Introduction to Phobos.Monitoring
Phobos.Monitoring
defines the following types of metrics out of the box:
- Counters - for measuring component throughput;
- Gauges - for measuring changes in values over time; and
- Timings - for measuring the duration of individual operations.
These are the supported metric types and they work consistently regardless of which type of back-end you choose.
Read more about how Phobos works in general.
Concepts
Software monitoring is fundamentally an operational concept; in production environments developers monitor their applications in order to assess the following:
- Quality of service - how well are we servicing our users or customers? What's the average end-to-end latency for a request?
- Total system throughput and demand - how much service are we providing at any given time?
- Fault rates - what percentage of our requests are completely successfully? How often do we timeout?
- Resource monitoring - how much memory and CPU usage are we consuming? How much bandwidth?
Monitoring is also closely associated with the concept of "alerting" systems too; alerting systems typically consume the data produced by a monitoring system and can use those to notify the people responsible for the operation of the software that something requires immediate human attention.
Phobos automatically captures most of the relevant monitoring data for you through the use of Phobos' integration with Akka.NET actors.
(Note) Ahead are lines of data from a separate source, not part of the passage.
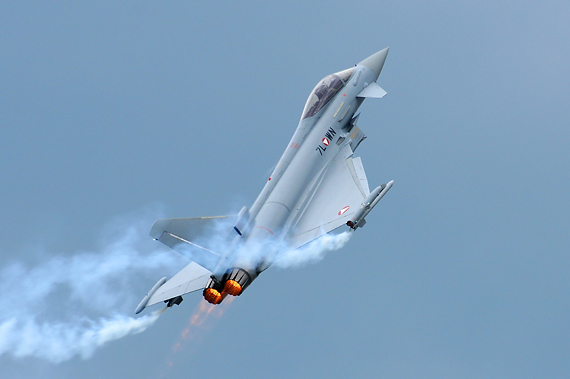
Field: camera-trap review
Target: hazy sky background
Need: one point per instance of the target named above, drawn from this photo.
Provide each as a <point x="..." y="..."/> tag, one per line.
<point x="136" y="110"/>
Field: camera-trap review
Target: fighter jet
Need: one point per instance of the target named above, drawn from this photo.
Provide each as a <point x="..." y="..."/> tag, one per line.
<point x="317" y="186"/>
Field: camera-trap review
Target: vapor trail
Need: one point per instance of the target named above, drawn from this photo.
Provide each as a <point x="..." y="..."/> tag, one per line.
<point x="69" y="305"/>
<point x="313" y="251"/>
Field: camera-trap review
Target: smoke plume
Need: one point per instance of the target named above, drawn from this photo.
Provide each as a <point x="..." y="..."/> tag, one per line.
<point x="69" y="305"/>
<point x="313" y="251"/>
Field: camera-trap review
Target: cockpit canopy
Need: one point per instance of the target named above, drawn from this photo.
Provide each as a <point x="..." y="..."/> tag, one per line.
<point x="325" y="91"/>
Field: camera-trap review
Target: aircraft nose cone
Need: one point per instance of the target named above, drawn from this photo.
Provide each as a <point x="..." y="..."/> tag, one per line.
<point x="375" y="62"/>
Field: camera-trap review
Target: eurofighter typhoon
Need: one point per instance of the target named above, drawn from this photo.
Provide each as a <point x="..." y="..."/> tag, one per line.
<point x="316" y="187"/>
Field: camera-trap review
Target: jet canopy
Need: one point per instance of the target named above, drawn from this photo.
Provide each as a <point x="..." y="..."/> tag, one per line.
<point x="325" y="91"/>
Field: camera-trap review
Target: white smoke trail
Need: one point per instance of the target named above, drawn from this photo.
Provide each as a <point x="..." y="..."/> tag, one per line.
<point x="313" y="251"/>
<point x="71" y="305"/>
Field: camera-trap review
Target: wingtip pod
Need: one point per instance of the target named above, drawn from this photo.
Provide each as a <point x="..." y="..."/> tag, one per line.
<point x="375" y="62"/>
<point x="369" y="203"/>
<point x="144" y="301"/>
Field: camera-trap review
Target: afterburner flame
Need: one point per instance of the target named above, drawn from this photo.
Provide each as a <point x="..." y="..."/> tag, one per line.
<point x="212" y="296"/>
<point x="232" y="288"/>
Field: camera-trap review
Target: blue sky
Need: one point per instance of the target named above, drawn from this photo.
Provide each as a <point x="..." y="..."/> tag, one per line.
<point x="139" y="110"/>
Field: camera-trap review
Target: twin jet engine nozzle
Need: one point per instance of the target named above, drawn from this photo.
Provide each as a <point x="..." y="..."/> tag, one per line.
<point x="233" y="283"/>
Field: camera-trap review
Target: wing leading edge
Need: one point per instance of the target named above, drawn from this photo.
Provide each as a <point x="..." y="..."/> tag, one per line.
<point x="338" y="196"/>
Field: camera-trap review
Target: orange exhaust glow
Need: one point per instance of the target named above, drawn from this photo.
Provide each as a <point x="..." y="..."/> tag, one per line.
<point x="212" y="296"/>
<point x="232" y="288"/>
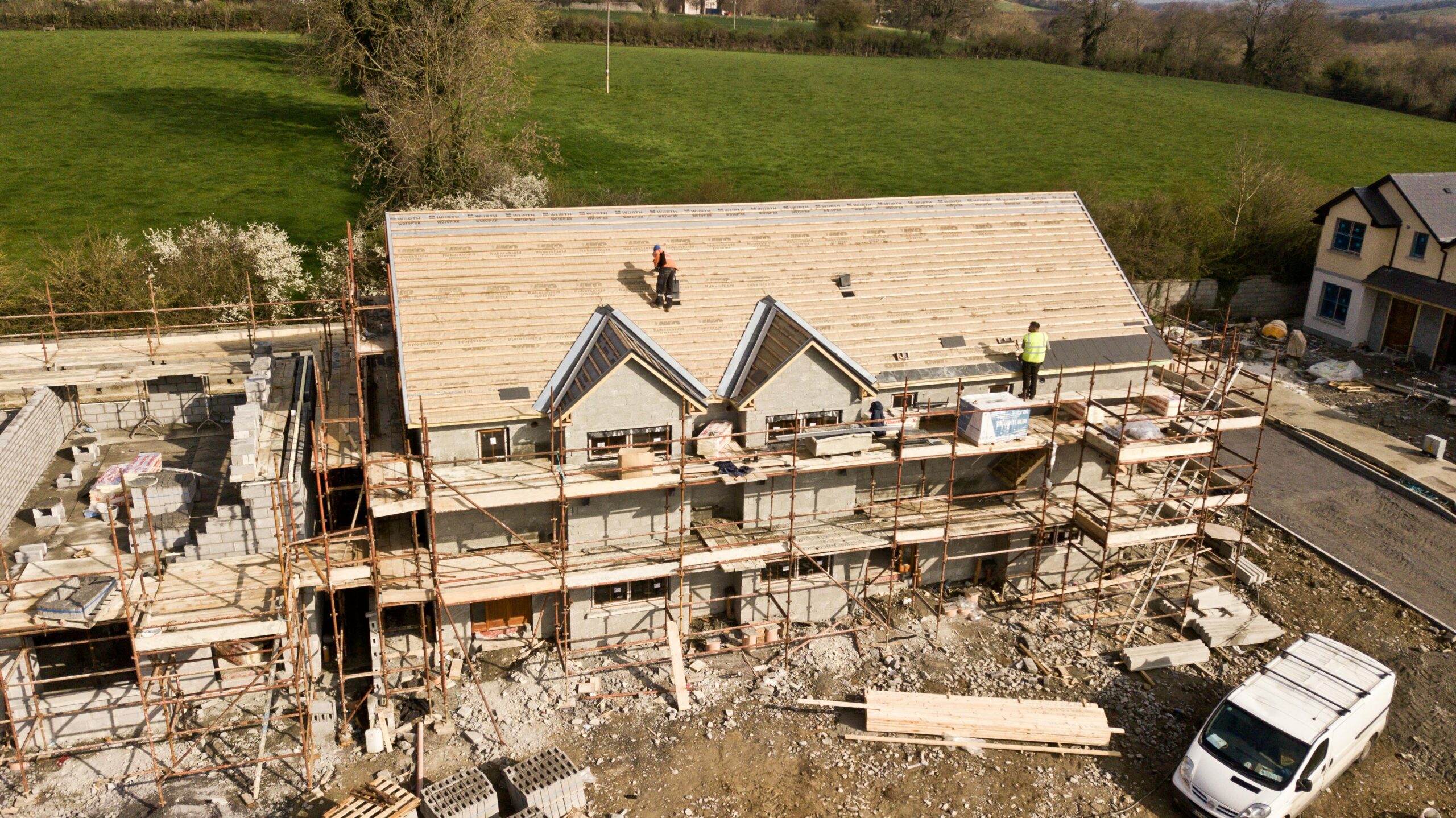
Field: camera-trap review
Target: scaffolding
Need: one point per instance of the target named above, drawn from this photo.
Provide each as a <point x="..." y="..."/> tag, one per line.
<point x="378" y="552"/>
<point x="1140" y="533"/>
<point x="209" y="661"/>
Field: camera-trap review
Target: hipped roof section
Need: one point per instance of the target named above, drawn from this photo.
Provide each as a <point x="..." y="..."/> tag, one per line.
<point x="609" y="340"/>
<point x="488" y="303"/>
<point x="776" y="335"/>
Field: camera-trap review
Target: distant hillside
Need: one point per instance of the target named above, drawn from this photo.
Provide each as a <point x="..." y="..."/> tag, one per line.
<point x="1429" y="8"/>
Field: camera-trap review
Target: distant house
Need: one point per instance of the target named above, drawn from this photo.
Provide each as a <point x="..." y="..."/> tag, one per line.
<point x="1384" y="274"/>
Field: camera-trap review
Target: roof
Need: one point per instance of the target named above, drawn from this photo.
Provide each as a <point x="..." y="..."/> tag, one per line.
<point x="491" y="301"/>
<point x="1309" y="684"/>
<point x="607" y="341"/>
<point x="1433" y="199"/>
<point x="1414" y="287"/>
<point x="776" y="335"/>
<point x="1381" y="212"/>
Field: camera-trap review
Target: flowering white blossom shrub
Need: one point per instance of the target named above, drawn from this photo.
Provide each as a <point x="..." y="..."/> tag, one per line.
<point x="522" y="191"/>
<point x="212" y="262"/>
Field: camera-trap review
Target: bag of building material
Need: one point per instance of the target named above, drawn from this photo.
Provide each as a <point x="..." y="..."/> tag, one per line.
<point x="715" y="441"/>
<point x="1138" y="427"/>
<point x="1337" y="370"/>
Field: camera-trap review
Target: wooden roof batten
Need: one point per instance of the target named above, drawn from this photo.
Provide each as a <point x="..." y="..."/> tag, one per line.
<point x="481" y="295"/>
<point x="775" y="338"/>
<point x="607" y="342"/>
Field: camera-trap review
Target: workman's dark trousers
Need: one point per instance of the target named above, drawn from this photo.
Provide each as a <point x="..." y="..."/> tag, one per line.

For the parts that we can't automatically capture, we expose the tools for you to do it.
Captured Metrics
For details on the types of metrics that Phobos captures automatically for individual actors and ActorSystem
instances, please click here.
Global, Node-Specific, Class-Specific, and Actor-Specific Metrics
Phobos.Monitoring
allows for extremely fine-grained monitoring out of the box - if you want to know how many messages per second the actor at /user/ops/router1/$d
on node akka.tcp://MyCluster@localhost:9110
is processing, Phobos captures data down to that level of detail automatically.
Or - if you want to know how many messages per second all actors at /user/ops/router1/$d
across the entire cluster_ are processing, Phobos capture that too.
One of the really handy features of Phobos.Monitoring
is that's built to gather metrics along several different dimensions at all times. We do this because, naturally, software developers and operators may want to investigate performance issues with a specific piece of code, a specific piece of hardware, or a combination of the two. Thus, it's helpful to provide the external monitoring systems we integrate with the ability to automatically expand and view that data as they see fit.
Here's an example of what the messages.recv
counter (one of the built-in metrics) might look like across those different dimensions for a specific actor:
By Actor Class | By Actor Path | ||
---|---|---|---|
Cluster-wide | {actorSystem name}.{assembly-qualified type name of actor class}.messages.recv | {actorSystem name}.{path of actor in hierarchy}.messages.recv | |
Node-specific | {nodeAddress}.{assembly-qualified type name of actor class}.messages.recv | {nodeAddress}.{path of actor in hierarchy}.messages.recv |
You don't have to explicitly tell Phobos to capture these dimensions for any of the built-in metrics - the Monitor
does this automatically.
For user-defined metrics, Phobos will automatically a cluster-wide and a node-specific view of custom metrics but nothing actor or class-specific. You can choose the metric names yourself to accomplish the same effect, however.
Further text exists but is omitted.